Application of femtosecond laser etching in the fabrication of bulk SiC accelerometer

Silicon carbide (SiC) is a promising material to fabricate MEMS accelerometers used in extreme environments for vibration monitoring. However, with ultra-high hardness and corrosion resistance, it is difficult to etch bulk SiC by traditional MEMS processing methods. Here, we presented a bulk SiC accelerometer structure and its femtosecond laser deep etching method. Combined with the sensor design and femtosecond laser etching method, the sensitivity of the sensor could be improved and the processing difficulty could be reduced. The sensitive beams and mass block of the designed accelerometer were fabricated by femtosecond laser and high size accuracy with the maximum size error of about 3.1% was achieved. A fillet transition on the sensitive beam can eliminate crack propagation during laser etching and improve the quality of the etched gap. The cross-section of the etched sensitive beam can be regarded as an isosceles trapezoid with a steepness of 84.76 degrees. The laser etching sidewall surface of the beam is smooth with a surface roughness (Sa) of 0.255 mu m.
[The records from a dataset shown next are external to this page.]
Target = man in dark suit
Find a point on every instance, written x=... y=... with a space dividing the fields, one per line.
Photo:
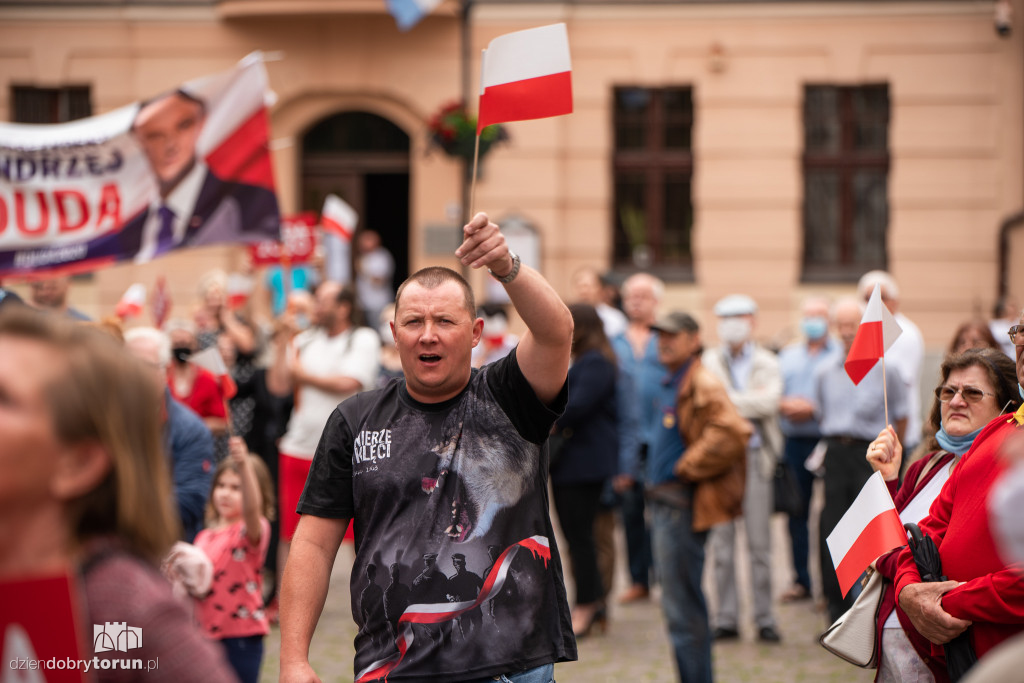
x=195 y=207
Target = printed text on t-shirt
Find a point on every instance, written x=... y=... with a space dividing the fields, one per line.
x=371 y=445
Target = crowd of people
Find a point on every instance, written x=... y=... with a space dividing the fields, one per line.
x=419 y=424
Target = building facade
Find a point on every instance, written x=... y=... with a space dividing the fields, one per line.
x=776 y=148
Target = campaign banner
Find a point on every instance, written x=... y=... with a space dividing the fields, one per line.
x=297 y=245
x=186 y=168
x=40 y=631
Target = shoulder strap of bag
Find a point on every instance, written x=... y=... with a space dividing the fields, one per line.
x=932 y=462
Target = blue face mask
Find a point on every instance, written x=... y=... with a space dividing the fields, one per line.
x=814 y=327
x=955 y=444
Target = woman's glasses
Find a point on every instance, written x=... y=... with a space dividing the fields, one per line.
x=971 y=394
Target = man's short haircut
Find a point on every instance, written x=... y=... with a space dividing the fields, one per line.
x=162 y=341
x=433 y=276
x=655 y=284
x=844 y=302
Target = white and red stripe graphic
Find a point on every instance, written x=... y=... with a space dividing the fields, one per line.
x=525 y=75
x=869 y=527
x=446 y=611
x=339 y=217
x=878 y=331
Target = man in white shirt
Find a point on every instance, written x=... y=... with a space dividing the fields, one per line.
x=325 y=366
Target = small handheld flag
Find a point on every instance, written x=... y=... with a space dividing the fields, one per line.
x=210 y=360
x=878 y=331
x=869 y=527
x=131 y=302
x=339 y=217
x=525 y=75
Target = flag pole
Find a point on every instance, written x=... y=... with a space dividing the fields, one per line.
x=472 y=186
x=885 y=392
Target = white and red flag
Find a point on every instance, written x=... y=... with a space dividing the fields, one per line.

The piezoresistors on the beam of the accelerometer remain stable before and after laser etching. Generally, the results show that femtosecond laser etching is a feasible method to fabricate bulk SiC accelerometers. (C) 2022 The Authors. Published by Elsevier B.V.

Automated summary

This study presents a new method of using femtosecond laser deep etching to fabricate the sensitive beams and mass blocks of silicon carbide (SiC) accelerometers. By using fillet transitions and optimized laser etching parameters, high-precision machining results can be achieved, improving the processing difficulty.